The solving factor: how technology is making golf cart fleets insurable
We’ve always said that data is the best policy. A connectivity platform doesn’t just manage your fleet; it acts as a risk-mitigation engine.
- Telematics as Evidence: Insurers are moving toward “Usage-Based Insurance” (UBI). By tracking harsh braking, speeding and sharp turns, you should have a platform providing the “driver scorecards” that underwriters use to justify lower premiums.
- Digital Accountability: Moving from physical keys to app-based access creates an unbreakable chain of custody. When users know their identity is tied to the vehicle, “joyriding” and reckless behavior drop by an average of 30-40%.
- Real-Time Enforcement: Geofencing doesn’t just “alert” you; it can automatically slow or stop a vehicle if it enters a restricted high-traffic zone, preventing the accident before it happens.
With connected fleet technology, modern mobility platforms now provide operators with tools that dramatically reduce risk, including:
- Real-time vehicle tracking
- In-app driver verification
- Digital rental agreements
- Remote access control
- Usage logs and trip history
These systems create a clear operational record of how vehicles are used. From an insurance perspective, this transparency matters. Instead of relying on manual processes or paper waivers, insurers can see that operators are running fleets with verified drivers,
controlled access, documented trips and automated rental agreements.

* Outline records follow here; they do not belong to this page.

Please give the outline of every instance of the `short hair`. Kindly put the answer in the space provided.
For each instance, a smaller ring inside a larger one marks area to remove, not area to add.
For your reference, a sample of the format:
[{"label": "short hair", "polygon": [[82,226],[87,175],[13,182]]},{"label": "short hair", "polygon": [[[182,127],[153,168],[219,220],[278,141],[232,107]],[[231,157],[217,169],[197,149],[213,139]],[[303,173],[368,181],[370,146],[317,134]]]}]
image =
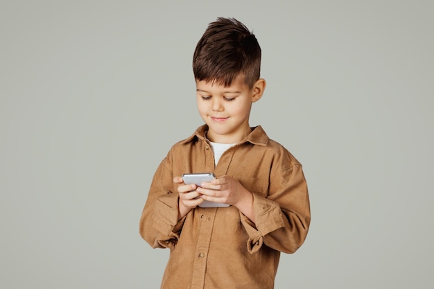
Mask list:
[{"label": "short hair", "polygon": [[261,47],[248,28],[234,18],[218,17],[199,40],[193,56],[196,80],[229,87],[240,74],[253,87],[261,72]]}]

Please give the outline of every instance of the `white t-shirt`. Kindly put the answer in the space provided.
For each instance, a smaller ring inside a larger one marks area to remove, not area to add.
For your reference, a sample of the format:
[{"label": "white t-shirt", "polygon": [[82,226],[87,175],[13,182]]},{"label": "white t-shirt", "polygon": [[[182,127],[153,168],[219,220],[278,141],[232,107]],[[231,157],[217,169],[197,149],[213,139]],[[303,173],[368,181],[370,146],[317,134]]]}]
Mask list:
[{"label": "white t-shirt", "polygon": [[236,143],[213,143],[211,141],[209,142],[211,144],[211,147],[212,148],[212,151],[214,153],[214,162],[216,166],[217,166],[217,163],[218,163],[218,160],[220,159],[220,157],[222,156],[223,152],[225,152],[229,148],[235,146]]}]

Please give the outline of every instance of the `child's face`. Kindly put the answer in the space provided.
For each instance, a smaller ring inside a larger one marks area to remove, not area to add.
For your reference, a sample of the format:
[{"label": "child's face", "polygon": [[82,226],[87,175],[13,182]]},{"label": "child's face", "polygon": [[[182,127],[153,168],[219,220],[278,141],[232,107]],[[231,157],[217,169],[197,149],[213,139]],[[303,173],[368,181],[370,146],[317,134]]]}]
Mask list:
[{"label": "child's face", "polygon": [[227,87],[196,80],[198,109],[202,119],[208,125],[207,137],[211,141],[235,143],[250,132],[249,116],[252,103],[262,96],[265,80],[258,80],[250,89],[243,79],[243,76],[238,76]]}]

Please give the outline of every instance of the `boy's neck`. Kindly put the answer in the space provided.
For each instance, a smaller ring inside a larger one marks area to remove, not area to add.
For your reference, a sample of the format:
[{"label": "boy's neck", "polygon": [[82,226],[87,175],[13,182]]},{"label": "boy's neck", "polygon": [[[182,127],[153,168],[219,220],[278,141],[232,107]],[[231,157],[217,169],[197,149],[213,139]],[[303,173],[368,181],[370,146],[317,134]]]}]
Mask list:
[{"label": "boy's neck", "polygon": [[250,127],[246,128],[243,134],[238,134],[238,135],[229,135],[229,134],[218,134],[212,131],[207,130],[205,132],[205,138],[209,141],[217,143],[237,143],[249,135],[252,132]]}]

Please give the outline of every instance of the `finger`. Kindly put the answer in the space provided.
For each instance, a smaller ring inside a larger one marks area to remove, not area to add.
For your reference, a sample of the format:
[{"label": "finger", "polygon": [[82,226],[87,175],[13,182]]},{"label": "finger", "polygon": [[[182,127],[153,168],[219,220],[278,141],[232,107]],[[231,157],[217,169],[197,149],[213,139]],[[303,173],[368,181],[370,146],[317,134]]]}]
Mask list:
[{"label": "finger", "polygon": [[214,185],[227,184],[229,179],[226,176],[220,177],[211,181],[211,184]]},{"label": "finger", "polygon": [[177,187],[178,193],[188,193],[195,191],[197,186],[194,184],[180,185]]}]

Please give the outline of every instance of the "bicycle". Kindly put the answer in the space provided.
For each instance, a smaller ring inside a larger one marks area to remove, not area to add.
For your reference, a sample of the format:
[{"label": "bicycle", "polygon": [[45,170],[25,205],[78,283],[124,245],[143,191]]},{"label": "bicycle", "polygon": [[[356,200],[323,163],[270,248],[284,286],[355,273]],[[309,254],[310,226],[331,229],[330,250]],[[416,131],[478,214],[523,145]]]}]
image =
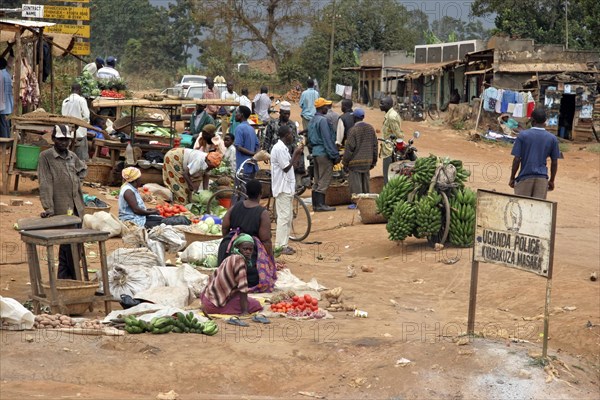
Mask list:
[{"label": "bicycle", "polygon": [[[240,168],[236,172],[236,183],[233,188],[221,189],[216,191],[208,200],[207,204],[207,213],[212,214],[215,210],[213,207],[219,204],[218,200],[223,198],[232,198],[238,199],[238,201],[246,200],[248,195],[246,195],[246,184],[248,183],[248,178],[244,175],[244,167],[246,164],[253,164],[256,168],[258,168],[258,162],[252,158],[244,161]],[[260,170],[260,171],[268,171],[268,170]],[[269,215],[271,216],[271,224],[277,224],[277,212],[276,212],[276,204],[275,198],[271,193],[271,179],[270,176],[268,179],[257,178],[263,185],[263,198],[261,200],[261,205],[267,209]],[[310,229],[312,226],[312,219],[310,217],[310,211],[308,207],[304,203],[304,200],[298,194],[294,194],[294,198],[292,200],[292,229],[290,232],[290,240],[295,242],[300,242],[308,237],[310,234]],[[273,228],[271,228],[273,230]]]}]

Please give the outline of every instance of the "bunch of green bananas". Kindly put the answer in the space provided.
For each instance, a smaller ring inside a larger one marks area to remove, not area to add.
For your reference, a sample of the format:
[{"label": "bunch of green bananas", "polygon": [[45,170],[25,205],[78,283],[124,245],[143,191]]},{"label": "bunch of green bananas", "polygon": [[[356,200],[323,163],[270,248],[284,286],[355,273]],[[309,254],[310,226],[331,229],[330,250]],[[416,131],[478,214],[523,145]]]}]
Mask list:
[{"label": "bunch of green bananas", "polygon": [[415,229],[415,208],[412,203],[400,200],[385,228],[390,240],[404,240]]},{"label": "bunch of green bananas", "polygon": [[442,229],[441,202],[442,196],[438,192],[432,191],[415,203],[416,237],[431,238],[439,234]]},{"label": "bunch of green bananas", "polygon": [[450,198],[450,243],[460,247],[473,245],[477,195],[469,188],[458,189]]},{"label": "bunch of green bananas", "polygon": [[415,161],[415,169],[412,175],[415,185],[429,185],[431,183],[431,179],[433,179],[437,165],[438,158],[433,154],[430,154],[429,157],[417,158],[417,161]]},{"label": "bunch of green bananas", "polygon": [[405,175],[390,179],[375,200],[377,212],[389,220],[392,217],[396,204],[399,201],[405,201],[413,189],[411,179]]}]

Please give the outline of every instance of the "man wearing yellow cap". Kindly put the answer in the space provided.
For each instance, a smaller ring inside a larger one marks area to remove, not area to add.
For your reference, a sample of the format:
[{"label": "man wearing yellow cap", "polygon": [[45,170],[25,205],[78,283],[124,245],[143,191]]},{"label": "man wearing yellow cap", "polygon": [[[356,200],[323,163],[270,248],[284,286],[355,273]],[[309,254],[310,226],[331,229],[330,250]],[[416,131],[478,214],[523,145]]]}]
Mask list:
[{"label": "man wearing yellow cap", "polygon": [[314,183],[312,187],[313,211],[335,211],[325,204],[325,193],[331,183],[333,166],[340,162],[340,153],[335,145],[333,127],[325,118],[331,101],[319,97],[315,101],[316,113],[308,124],[308,141],[314,159]]},{"label": "man wearing yellow cap", "polygon": [[[42,218],[53,215],[77,215],[83,218],[85,206],[81,181],[87,173],[87,166],[75,153],[69,151],[73,136],[73,131],[67,125],[54,126],[54,147],[40,153],[38,177],[40,201],[44,208],[44,212],[40,214]],[[71,245],[60,245],[58,278],[76,278]]]}]

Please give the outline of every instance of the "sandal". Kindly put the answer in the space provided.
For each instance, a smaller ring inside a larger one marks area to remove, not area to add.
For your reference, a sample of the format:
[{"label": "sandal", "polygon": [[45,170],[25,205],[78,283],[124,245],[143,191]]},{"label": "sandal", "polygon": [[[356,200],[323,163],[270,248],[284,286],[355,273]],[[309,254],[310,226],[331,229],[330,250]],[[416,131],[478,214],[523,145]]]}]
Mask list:
[{"label": "sandal", "polygon": [[252,321],[258,322],[259,324],[270,324],[271,323],[271,321],[269,321],[269,319],[262,314],[257,314],[254,317],[252,317]]},{"label": "sandal", "polygon": [[236,325],[236,326],[250,326],[248,325],[247,322],[244,322],[240,319],[240,317],[231,317],[226,321],[228,324],[230,325]]}]

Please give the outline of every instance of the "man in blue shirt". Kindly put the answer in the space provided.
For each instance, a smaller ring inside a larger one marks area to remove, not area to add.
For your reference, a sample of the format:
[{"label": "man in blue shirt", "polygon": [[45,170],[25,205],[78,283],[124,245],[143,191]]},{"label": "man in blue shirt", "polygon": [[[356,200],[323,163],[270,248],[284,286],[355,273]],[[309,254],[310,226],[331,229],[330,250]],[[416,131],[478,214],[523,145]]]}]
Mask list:
[{"label": "man in blue shirt", "polygon": [[308,86],[308,88],[304,92],[302,92],[302,95],[300,95],[300,108],[302,109],[300,116],[302,117],[303,130],[308,129],[308,123],[310,122],[310,120],[316,112],[315,101],[317,101],[317,99],[319,98],[319,92],[317,92],[314,88],[314,80],[309,79],[306,82],[306,86]]},{"label": "man in blue shirt", "polygon": [[[239,106],[235,112],[235,120],[239,125],[235,128],[235,164],[236,171],[240,169],[242,163],[251,158],[258,151],[258,138],[254,128],[248,123],[248,118],[252,111],[246,106]],[[244,166],[245,180],[254,179],[256,175],[255,165],[246,163]]]},{"label": "man in blue shirt", "polygon": [[[10,137],[8,116],[13,111],[12,77],[6,70],[6,60],[0,58],[0,137]],[[4,168],[4,166],[2,166]]]},{"label": "man in blue shirt", "polygon": [[325,193],[333,177],[333,166],[340,162],[335,133],[325,117],[331,101],[319,97],[314,105],[317,112],[308,125],[308,142],[314,159],[313,211],[335,211],[335,207],[325,204]]},{"label": "man in blue shirt", "polygon": [[[558,171],[558,139],[544,129],[546,111],[536,108],[531,114],[532,128],[522,131],[513,145],[512,163],[508,185],[519,196],[545,199],[547,192],[554,190],[554,178]],[[550,157],[550,178],[546,161]],[[515,175],[519,175],[515,179]]]}]

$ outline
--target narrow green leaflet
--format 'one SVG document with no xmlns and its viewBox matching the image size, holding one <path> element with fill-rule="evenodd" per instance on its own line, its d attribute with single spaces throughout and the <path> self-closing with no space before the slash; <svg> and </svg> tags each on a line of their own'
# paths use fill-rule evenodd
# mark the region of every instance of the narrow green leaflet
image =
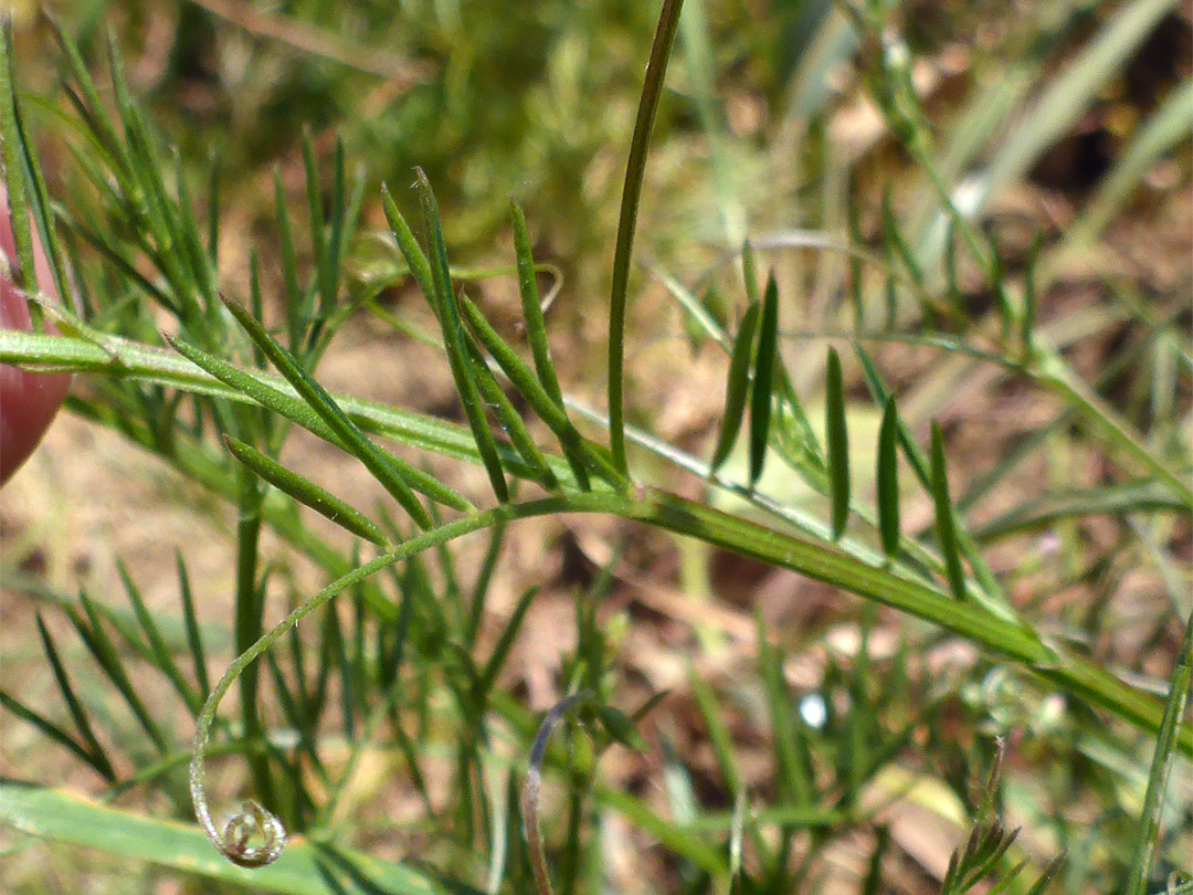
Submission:
<svg viewBox="0 0 1193 895">
<path fill-rule="evenodd" d="M 953 518 L 953 499 L 948 495 L 948 471 L 945 469 L 945 439 L 940 426 L 932 424 L 932 500 L 937 507 L 937 541 L 945 557 L 948 587 L 953 595 L 965 599 L 965 570 L 957 548 L 957 521 Z"/>
<path fill-rule="evenodd" d="M 659 27 L 650 48 L 647 78 L 638 97 L 638 115 L 630 137 L 630 156 L 625 163 L 625 185 L 622 187 L 622 210 L 617 221 L 617 246 L 613 251 L 613 283 L 610 289 L 608 310 L 608 440 L 613 465 L 622 475 L 629 473 L 625 459 L 625 305 L 630 286 L 630 258 L 633 253 L 633 232 L 638 224 L 638 199 L 647 169 L 647 150 L 655 111 L 663 92 L 663 78 L 670 60 L 679 14 L 684 0 L 663 0 Z"/>
<path fill-rule="evenodd" d="M 97 804 L 57 789 L 0 783 L 0 823 L 70 846 L 235 883 L 278 895 L 481 895 L 462 882 L 303 839 L 270 866 L 246 870 L 224 860 L 194 826 Z"/>
<path fill-rule="evenodd" d="M 310 374 L 303 370 L 293 354 L 274 341 L 260 321 L 254 319 L 245 308 L 235 302 L 224 302 L 236 321 L 245 328 L 253 342 L 265 352 L 270 362 L 277 368 L 286 382 L 293 385 L 295 391 L 315 411 L 332 431 L 347 445 L 365 468 L 372 473 L 378 482 L 388 490 L 402 508 L 410 514 L 410 518 L 424 529 L 431 527 L 431 517 L 424 510 L 418 498 L 410 490 L 413 468 L 397 457 L 382 451 L 376 444 L 365 438 L 364 433 L 348 419 L 347 414 L 340 409 L 334 399 L 311 378 Z"/>
<path fill-rule="evenodd" d="M 1168 790 L 1168 777 L 1173 770 L 1176 755 L 1176 732 L 1185 716 L 1185 703 L 1189 695 L 1193 679 L 1193 617 L 1185 622 L 1185 638 L 1180 653 L 1176 654 L 1176 667 L 1164 703 L 1164 717 L 1156 736 L 1156 751 L 1151 757 L 1151 772 L 1148 774 L 1148 791 L 1143 798 L 1143 813 L 1136 833 L 1135 859 L 1131 863 L 1131 875 L 1123 888 L 1125 895 L 1143 895 L 1151 876 L 1151 866 L 1160 844 L 1160 820 L 1163 811 L 1164 794 Z"/>
<path fill-rule="evenodd" d="M 725 383 L 725 411 L 721 418 L 717 446 L 709 463 L 710 473 L 716 473 L 729 457 L 734 442 L 737 440 L 737 432 L 741 430 L 742 418 L 746 414 L 746 395 L 749 390 L 749 362 L 754 351 L 754 333 L 758 332 L 761 311 L 758 304 L 746 309 L 741 327 L 737 329 L 737 338 L 734 340 L 734 352 L 729 359 L 729 381 Z"/>
<path fill-rule="evenodd" d="M 828 350 L 824 376 L 824 432 L 828 442 L 829 498 L 833 504 L 833 539 L 840 541 L 849 521 L 849 437 L 845 426 L 845 384 L 841 358 Z"/>
<path fill-rule="evenodd" d="M 389 544 L 385 532 L 376 523 L 309 479 L 304 479 L 293 470 L 286 469 L 272 457 L 265 456 L 252 445 L 245 444 L 237 438 L 224 436 L 224 443 L 236 459 L 303 506 L 309 506 L 320 516 L 330 519 L 353 535 L 359 535 L 365 541 L 371 541 L 379 545 Z"/>
<path fill-rule="evenodd" d="M 878 531 L 883 553 L 894 557 L 898 553 L 898 412 L 890 395 L 883 405 L 883 421 L 878 427 Z"/>
<path fill-rule="evenodd" d="M 534 358 L 534 370 L 546 394 L 563 408 L 563 391 L 551 363 L 551 348 L 546 341 L 546 322 L 543 320 L 543 307 L 538 297 L 538 282 L 534 279 L 534 258 L 530 251 L 530 233 L 526 230 L 526 216 L 511 199 L 509 218 L 514 228 L 514 255 L 518 259 L 518 291 L 523 302 L 523 320 L 526 323 L 526 339 Z"/>
<path fill-rule="evenodd" d="M 502 504 L 509 500 L 509 488 L 506 484 L 506 474 L 497 456 L 497 445 L 489 431 L 488 420 L 484 418 L 484 405 L 477 391 L 476 379 L 471 364 L 468 359 L 468 351 L 464 341 L 468 335 L 459 321 L 459 310 L 456 307 L 456 295 L 451 284 L 451 271 L 447 267 L 447 247 L 444 243 L 443 228 L 439 224 L 439 206 L 435 203 L 435 195 L 431 190 L 431 181 L 421 168 L 418 171 L 419 203 L 422 206 L 424 223 L 427 228 L 427 240 L 431 251 L 431 278 L 434 291 L 427 296 L 435 315 L 439 317 L 439 326 L 444 334 L 444 347 L 447 351 L 447 362 L 451 365 L 452 378 L 456 379 L 456 388 L 459 393 L 460 405 L 464 407 L 464 415 L 468 425 L 472 430 L 476 439 L 476 448 L 481 452 L 484 462 L 484 470 L 489 474 L 489 482 L 493 493 Z M 407 258 L 412 270 L 415 260 Z M 488 375 L 488 371 L 484 372 Z"/>
<path fill-rule="evenodd" d="M 762 321 L 758 334 L 758 364 L 754 368 L 754 389 L 749 403 L 749 484 L 753 488 L 762 477 L 766 463 L 766 443 L 771 434 L 771 397 L 774 390 L 774 368 L 779 362 L 779 286 L 772 273 L 762 297 Z"/>
</svg>

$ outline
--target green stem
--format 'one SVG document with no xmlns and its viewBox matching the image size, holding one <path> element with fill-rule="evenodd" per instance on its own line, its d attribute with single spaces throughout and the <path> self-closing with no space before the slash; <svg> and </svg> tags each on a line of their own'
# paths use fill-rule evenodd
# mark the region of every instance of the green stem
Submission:
<svg viewBox="0 0 1193 895">
<path fill-rule="evenodd" d="M 1160 729 L 1163 705 L 1155 697 L 1133 690 L 1092 662 L 1067 655 L 1059 647 L 1045 643 L 1027 628 L 991 616 L 972 604 L 958 603 L 940 591 L 900 578 L 886 569 L 863 566 L 835 548 L 803 541 L 654 488 L 644 488 L 637 496 L 608 493 L 569 494 L 496 506 L 419 535 L 336 579 L 241 653 L 215 685 L 199 714 L 191 760 L 191 796 L 196 815 L 212 842 L 224 854 L 231 851 L 225 837 L 216 829 L 211 820 L 205 791 L 204 753 L 211 724 L 224 693 L 261 653 L 338 593 L 388 566 L 482 529 L 517 519 L 561 513 L 607 513 L 635 519 L 798 572 L 940 625 L 1027 666 L 1038 677 L 1064 692 L 1080 696 L 1119 718 L 1152 734 Z M 1186 755 L 1193 755 L 1193 727 L 1189 724 L 1181 726 L 1177 748 Z M 268 817 L 260 819 L 260 810 L 255 806 L 251 807 L 248 819 L 260 822 L 266 832 L 272 832 L 274 827 L 271 826 Z M 246 822 L 241 820 L 240 828 L 243 828 Z M 272 823 L 276 823 L 276 819 Z M 273 839 L 267 837 L 267 844 L 272 841 Z"/>
<path fill-rule="evenodd" d="M 625 461 L 625 297 L 630 284 L 630 257 L 633 253 L 633 232 L 638 223 L 638 199 L 647 169 L 650 129 L 655 123 L 663 76 L 670 58 L 672 44 L 679 29 L 679 13 L 684 0 L 663 0 L 659 14 L 655 43 L 650 48 L 647 78 L 638 100 L 638 117 L 630 138 L 630 158 L 625 165 L 625 186 L 622 189 L 622 212 L 617 222 L 617 248 L 613 252 L 613 286 L 608 308 L 608 438 L 613 465 L 623 475 L 629 473 Z"/>
</svg>

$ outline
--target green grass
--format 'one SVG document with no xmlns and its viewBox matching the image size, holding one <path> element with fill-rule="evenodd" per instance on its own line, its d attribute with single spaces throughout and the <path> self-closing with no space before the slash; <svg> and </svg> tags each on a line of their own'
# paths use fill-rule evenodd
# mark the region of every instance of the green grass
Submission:
<svg viewBox="0 0 1193 895">
<path fill-rule="evenodd" d="M 209 494 L 230 582 L 200 618 L 186 544 L 172 610 L 147 570 L 75 597 L 6 556 L 52 603 L 35 658 L 6 658 L 47 689 L 0 693 L 45 746 L 0 789 L 13 850 L 86 846 L 187 891 L 1144 893 L 1187 871 L 1187 309 L 1065 265 L 1143 216 L 1155 163 L 1187 186 L 1188 85 L 1131 106 L 1064 228 L 1033 218 L 1025 245 L 991 217 L 1175 5 L 1030 7 L 1001 53 L 966 48 L 953 100 L 917 86 L 942 38 L 910 6 L 186 6 L 152 87 L 98 20 L 5 31 L 18 260 L 61 334 L 0 331 L 0 362 L 80 374 L 72 414 Z M 36 86 L 35 45 L 61 87 Z M 187 132 L 167 98 L 203 85 L 218 115 Z M 847 147 L 863 103 L 877 136 Z M 78 314 L 35 295 L 35 234 Z M 221 247 L 253 234 L 233 276 Z M 1068 308 L 1075 276 L 1105 298 Z M 366 319 L 435 352 L 449 408 L 328 384 Z M 724 385 L 699 439 L 668 440 L 685 364 Z M 303 439 L 378 498 L 295 465 Z M 619 521 L 610 555 L 502 603 L 527 520 L 582 517 Z M 773 582 L 796 580 L 789 605 Z M 638 588 L 649 611 L 617 609 Z M 544 654 L 549 597 L 571 622 Z M 526 662 L 554 669 L 545 718 Z M 952 837 L 947 866 L 915 863 L 908 817 Z"/>
</svg>

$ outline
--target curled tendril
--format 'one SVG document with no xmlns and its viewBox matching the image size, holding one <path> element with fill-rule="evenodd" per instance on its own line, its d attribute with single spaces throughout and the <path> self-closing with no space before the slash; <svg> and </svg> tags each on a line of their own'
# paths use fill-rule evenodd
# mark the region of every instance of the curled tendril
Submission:
<svg viewBox="0 0 1193 895">
<path fill-rule="evenodd" d="M 582 705 L 594 698 L 591 690 L 581 690 L 577 693 L 557 702 L 543 723 L 539 724 L 538 734 L 534 736 L 534 745 L 530 749 L 530 767 L 526 769 L 526 782 L 523 784 L 521 797 L 519 800 L 523 813 L 523 835 L 526 837 L 526 847 L 530 851 L 530 865 L 534 871 L 534 885 L 539 895 L 554 895 L 551 888 L 551 875 L 546 869 L 546 852 L 543 847 L 543 828 L 538 822 L 538 791 L 543 785 L 543 758 L 546 755 L 546 743 L 551 739 L 551 732 L 571 709 Z"/>
<path fill-rule="evenodd" d="M 202 718 L 202 715 L 200 715 Z M 286 828 L 277 815 L 265 810 L 256 802 L 245 802 L 241 810 L 231 816 L 223 833 L 211 817 L 208 806 L 206 774 L 203 770 L 203 752 L 206 748 L 208 734 L 200 728 L 194 739 L 194 754 L 191 757 L 190 784 L 191 801 L 194 803 L 194 816 L 198 819 L 208 839 L 228 860 L 242 868 L 264 868 L 272 864 L 286 847 Z M 261 839 L 260 845 L 249 845 L 254 838 Z"/>
</svg>

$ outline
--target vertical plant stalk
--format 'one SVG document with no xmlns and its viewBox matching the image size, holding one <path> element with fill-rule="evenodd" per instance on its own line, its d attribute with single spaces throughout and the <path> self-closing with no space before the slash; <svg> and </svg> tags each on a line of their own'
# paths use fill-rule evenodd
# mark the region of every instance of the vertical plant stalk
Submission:
<svg viewBox="0 0 1193 895">
<path fill-rule="evenodd" d="M 684 0 L 663 0 L 659 29 L 647 63 L 647 78 L 638 100 L 638 117 L 630 138 L 630 158 L 625 165 L 625 186 L 622 189 L 622 212 L 617 222 L 617 248 L 613 253 L 613 286 L 608 309 L 608 442 L 613 465 L 623 475 L 629 473 L 625 459 L 625 300 L 630 283 L 630 257 L 633 253 L 633 232 L 638 224 L 638 199 L 650 148 L 650 129 L 655 123 L 663 76 L 670 58 L 679 13 Z"/>
<path fill-rule="evenodd" d="M 546 745 L 551 740 L 551 732 L 555 729 L 571 709 L 593 698 L 591 690 L 581 690 L 577 693 L 557 702 L 534 736 L 534 745 L 530 751 L 530 767 L 526 769 L 526 782 L 523 784 L 521 797 L 519 800 L 523 813 L 523 834 L 526 837 L 526 848 L 530 852 L 530 865 L 534 871 L 534 887 L 538 895 L 555 895 L 551 887 L 551 874 L 546 869 L 546 853 L 543 846 L 543 828 L 538 819 L 538 794 L 543 785 L 543 758 L 546 755 Z"/>
</svg>

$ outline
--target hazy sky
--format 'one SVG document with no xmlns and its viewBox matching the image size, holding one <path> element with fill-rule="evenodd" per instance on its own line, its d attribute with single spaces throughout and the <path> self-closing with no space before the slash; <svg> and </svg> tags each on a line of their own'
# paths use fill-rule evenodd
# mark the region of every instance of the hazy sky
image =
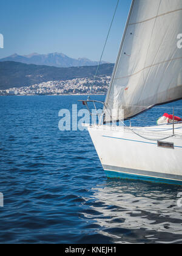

The next step: purpose-built insurance for mobility fleets
All along, Joyride’s mission is to remove barriers for shared fleet operators and mobility rental businesses. It’s only natural for us to solve the insurance pain point.
We are currently working with a leading US-based insurance provider to develop exclusive insurance programs designed specifically for Joyride operators.
More details will be announced next month about our program designed to help Joyride-powered golf cart and LSV customers:
- Access mobility-friendly insurance coverage
- Simplify underwriting for connected fleets
- Reduce the time it takes to get insured
- Launch affordable rental programs with confidence
Being on the Joyride platform will automatically unlock access to specialized coverage that was previously out of reach, knocking down the insurance hurdle once and for all.